Bloomberg reported that a "technicality" that has jeopardized foreclosure proceedings in 23 states first surfaced in 2006 in a foreclosure case that resulted in a court sanctioning a GMAC executive over the practice. The mass signing of court filings by employees who hadn't reviewed the documents whose facts they were attesting to was supposed to stop, per an internal policy directive issued in response in 2006. Nonetheless, the people who were exposed recently as doing the mass document signings were supervised by the same executive who was sanctioned for the practice in 2006. Nice.

Bank of America Foreclosed On House It Sold in A Short Sale

As if anyone needed more proof that foreclosing banks don't have their legal houses in order, Bank of America (BAC) just foreclosed on a house it had sold in a cash short sale six months earlier, reports the South Florida Sun-Sentinel. The bank has agreed to go back to court and rescind the foreclosure, restoring the title to its rightful owner. This isn't the first time a Bank of America has foreclosed on a property that had no mortgage on it. I wrote about another one last February, and surely not every case makes the papers.
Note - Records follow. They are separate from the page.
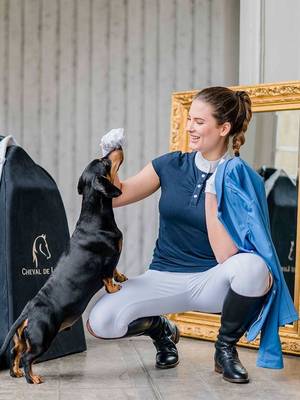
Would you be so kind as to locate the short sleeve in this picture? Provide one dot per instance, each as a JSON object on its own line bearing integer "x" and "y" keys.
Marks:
{"x": 162, "y": 163}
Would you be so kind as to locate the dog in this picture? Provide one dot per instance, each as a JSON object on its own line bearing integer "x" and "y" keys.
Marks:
{"x": 89, "y": 263}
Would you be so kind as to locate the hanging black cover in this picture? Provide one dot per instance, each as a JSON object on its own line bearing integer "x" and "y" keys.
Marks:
{"x": 33, "y": 234}
{"x": 283, "y": 204}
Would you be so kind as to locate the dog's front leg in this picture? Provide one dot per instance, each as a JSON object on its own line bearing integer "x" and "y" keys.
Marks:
{"x": 111, "y": 287}
{"x": 119, "y": 277}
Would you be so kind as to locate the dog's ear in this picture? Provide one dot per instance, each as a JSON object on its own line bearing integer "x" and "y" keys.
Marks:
{"x": 80, "y": 185}
{"x": 104, "y": 186}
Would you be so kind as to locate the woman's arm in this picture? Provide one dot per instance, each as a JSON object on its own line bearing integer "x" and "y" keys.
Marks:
{"x": 220, "y": 241}
{"x": 137, "y": 187}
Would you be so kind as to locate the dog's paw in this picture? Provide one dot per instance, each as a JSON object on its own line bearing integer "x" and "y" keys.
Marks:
{"x": 120, "y": 278}
{"x": 113, "y": 288}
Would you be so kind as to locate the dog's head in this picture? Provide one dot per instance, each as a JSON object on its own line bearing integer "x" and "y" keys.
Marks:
{"x": 100, "y": 173}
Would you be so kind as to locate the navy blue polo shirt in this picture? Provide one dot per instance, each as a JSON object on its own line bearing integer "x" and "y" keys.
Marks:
{"x": 182, "y": 244}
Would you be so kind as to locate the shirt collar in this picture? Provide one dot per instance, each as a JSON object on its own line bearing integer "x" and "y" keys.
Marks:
{"x": 206, "y": 165}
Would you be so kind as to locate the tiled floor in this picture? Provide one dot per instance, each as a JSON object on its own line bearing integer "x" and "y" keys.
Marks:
{"x": 124, "y": 369}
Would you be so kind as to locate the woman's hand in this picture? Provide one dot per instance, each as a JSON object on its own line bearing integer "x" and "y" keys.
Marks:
{"x": 112, "y": 140}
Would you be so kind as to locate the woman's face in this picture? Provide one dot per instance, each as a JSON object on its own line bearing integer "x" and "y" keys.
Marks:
{"x": 205, "y": 134}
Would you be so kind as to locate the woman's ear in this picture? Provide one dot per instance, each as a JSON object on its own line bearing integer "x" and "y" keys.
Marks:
{"x": 104, "y": 186}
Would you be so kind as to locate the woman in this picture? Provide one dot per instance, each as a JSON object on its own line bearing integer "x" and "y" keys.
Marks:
{"x": 195, "y": 265}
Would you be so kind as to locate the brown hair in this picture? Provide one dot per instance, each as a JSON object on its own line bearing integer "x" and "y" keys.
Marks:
{"x": 229, "y": 106}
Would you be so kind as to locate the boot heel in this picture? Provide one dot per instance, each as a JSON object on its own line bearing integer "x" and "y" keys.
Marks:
{"x": 218, "y": 369}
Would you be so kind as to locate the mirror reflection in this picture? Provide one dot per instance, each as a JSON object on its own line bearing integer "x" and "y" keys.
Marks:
{"x": 271, "y": 148}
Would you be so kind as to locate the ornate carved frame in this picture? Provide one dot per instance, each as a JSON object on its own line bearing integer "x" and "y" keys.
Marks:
{"x": 264, "y": 97}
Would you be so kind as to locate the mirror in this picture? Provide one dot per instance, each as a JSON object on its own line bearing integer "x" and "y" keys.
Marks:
{"x": 272, "y": 149}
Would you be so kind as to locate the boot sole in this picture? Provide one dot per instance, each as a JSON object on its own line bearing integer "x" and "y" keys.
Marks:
{"x": 219, "y": 370}
{"x": 167, "y": 366}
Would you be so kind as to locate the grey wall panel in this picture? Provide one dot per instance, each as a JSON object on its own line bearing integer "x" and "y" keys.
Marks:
{"x": 70, "y": 70}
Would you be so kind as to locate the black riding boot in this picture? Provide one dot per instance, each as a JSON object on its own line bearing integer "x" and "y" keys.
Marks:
{"x": 164, "y": 334}
{"x": 237, "y": 315}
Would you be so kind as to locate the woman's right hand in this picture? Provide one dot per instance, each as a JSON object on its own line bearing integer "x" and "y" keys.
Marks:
{"x": 137, "y": 187}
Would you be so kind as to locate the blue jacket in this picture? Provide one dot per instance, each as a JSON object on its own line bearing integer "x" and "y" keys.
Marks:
{"x": 243, "y": 210}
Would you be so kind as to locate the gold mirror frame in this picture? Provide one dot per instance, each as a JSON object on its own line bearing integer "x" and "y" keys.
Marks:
{"x": 265, "y": 97}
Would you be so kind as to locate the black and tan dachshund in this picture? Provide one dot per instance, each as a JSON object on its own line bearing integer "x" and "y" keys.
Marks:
{"x": 89, "y": 263}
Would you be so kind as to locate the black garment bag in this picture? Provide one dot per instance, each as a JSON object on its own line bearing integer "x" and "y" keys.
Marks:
{"x": 33, "y": 234}
{"x": 282, "y": 205}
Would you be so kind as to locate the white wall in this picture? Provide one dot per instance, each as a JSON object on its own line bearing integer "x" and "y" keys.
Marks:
{"x": 71, "y": 70}
{"x": 269, "y": 52}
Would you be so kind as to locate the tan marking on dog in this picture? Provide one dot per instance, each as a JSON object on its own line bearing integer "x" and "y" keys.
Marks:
{"x": 120, "y": 245}
{"x": 111, "y": 287}
{"x": 19, "y": 348}
{"x": 36, "y": 379}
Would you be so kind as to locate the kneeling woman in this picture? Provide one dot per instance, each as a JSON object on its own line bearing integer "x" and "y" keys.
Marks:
{"x": 196, "y": 265}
State Medical Marijuana Law No Defense to Federal Prosecution

A Colorado medical marijuana grower showed off his crop on the TV news and was promptly charged with federal drug law violations, reports the AP. In his defense, the grower cited the Obama administration memos asserting the feds wouldn't pursue federal marijuana cases in states that legalized medical marijuana. Nonetheless, the judge rejected the defense, finding the memos didn't change marijuana's illegality. The grower is facing a possible life sentence. I find it hard to believe that federal prosecutors don't have more socially useful targets for their scarce enforcement resources than a prosecuting a person complying with his state's law.
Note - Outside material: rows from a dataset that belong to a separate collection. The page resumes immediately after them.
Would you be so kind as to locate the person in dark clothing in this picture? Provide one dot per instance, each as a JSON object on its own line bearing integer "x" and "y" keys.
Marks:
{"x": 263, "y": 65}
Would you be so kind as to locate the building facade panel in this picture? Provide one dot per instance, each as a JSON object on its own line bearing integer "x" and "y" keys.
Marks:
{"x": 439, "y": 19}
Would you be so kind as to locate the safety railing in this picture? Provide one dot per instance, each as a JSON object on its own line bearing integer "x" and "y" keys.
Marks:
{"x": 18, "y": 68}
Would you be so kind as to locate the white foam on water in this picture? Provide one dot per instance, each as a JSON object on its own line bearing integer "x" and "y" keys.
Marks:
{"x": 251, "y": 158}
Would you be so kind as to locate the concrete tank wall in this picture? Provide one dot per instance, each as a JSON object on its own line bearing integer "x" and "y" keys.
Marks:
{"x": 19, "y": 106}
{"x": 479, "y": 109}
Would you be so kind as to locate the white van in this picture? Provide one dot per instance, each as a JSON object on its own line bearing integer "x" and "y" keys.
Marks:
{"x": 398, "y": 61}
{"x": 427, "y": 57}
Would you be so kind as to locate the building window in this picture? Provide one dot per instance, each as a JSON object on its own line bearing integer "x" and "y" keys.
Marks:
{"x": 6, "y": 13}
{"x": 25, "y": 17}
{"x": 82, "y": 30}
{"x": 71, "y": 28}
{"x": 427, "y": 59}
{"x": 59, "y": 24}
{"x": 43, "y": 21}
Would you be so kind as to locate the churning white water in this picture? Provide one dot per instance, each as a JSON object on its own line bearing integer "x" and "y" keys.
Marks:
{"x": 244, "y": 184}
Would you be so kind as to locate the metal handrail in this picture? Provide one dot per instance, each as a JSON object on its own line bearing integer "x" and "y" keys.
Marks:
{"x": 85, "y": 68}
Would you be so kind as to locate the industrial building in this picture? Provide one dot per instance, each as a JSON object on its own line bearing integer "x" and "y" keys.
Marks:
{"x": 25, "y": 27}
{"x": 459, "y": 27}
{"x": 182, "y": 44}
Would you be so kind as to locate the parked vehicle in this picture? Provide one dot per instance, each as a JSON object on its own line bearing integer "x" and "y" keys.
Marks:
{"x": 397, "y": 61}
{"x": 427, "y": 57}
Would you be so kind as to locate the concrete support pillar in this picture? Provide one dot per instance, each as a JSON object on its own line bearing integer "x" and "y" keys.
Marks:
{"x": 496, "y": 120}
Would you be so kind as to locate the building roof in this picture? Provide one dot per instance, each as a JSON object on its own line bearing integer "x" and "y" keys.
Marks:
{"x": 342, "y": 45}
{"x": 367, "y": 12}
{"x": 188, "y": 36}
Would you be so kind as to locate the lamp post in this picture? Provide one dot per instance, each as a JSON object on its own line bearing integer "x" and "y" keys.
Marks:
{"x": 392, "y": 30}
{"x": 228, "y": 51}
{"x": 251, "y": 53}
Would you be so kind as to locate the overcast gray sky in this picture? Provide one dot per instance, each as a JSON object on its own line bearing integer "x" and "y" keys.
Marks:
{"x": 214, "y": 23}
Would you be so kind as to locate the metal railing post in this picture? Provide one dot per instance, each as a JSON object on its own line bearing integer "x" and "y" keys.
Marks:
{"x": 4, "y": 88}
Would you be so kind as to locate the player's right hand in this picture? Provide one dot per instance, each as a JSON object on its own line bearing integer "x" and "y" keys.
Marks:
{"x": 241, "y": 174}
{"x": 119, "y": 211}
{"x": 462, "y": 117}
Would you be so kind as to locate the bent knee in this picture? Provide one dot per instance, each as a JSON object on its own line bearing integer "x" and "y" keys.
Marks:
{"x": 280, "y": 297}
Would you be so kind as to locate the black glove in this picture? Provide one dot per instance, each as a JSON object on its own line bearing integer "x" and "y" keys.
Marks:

Gay Adoption Legal In California

Continuing gay rights' banner year in 2010, a Florida court has tossed out that state's ban on allowing gay people to adopt. The underlying case arose because a gay couple who were legally fostering two young siblings wanted to adopt them.

"The Prize" DA On His Way Out

Wisconsin Governor Jim Doyle has begun the process of removing sexting DA Ken Kratz, reports the AP, and the state's attorney general criticized the Office of Lawyer Regulation for failing to discipline Kratz, adds the ABA Journal.

Grossly Overpaid California City Officials Arrested

Hooray! Eight conscience-less current and former elected officials of Bell, Calif., who had the chutzpah to pay themselves outlandish salaries on the back of abusive revenue-raising processes have been arrested for ripping off the taxpayers, or in the drier language of law, for "misappropriation of public funds." According to prosecutors cited in The New York Times,anyone in Bell in a position to blow the whistle was bought off with a "loan" of city money.

And in the Business of Law

Bloomberg reports that big UK law firms are doing a little better, seeing a 5% year over year increase in revenue for the quarter that ended July 31, but the article notes that the overall legal market is still very weak.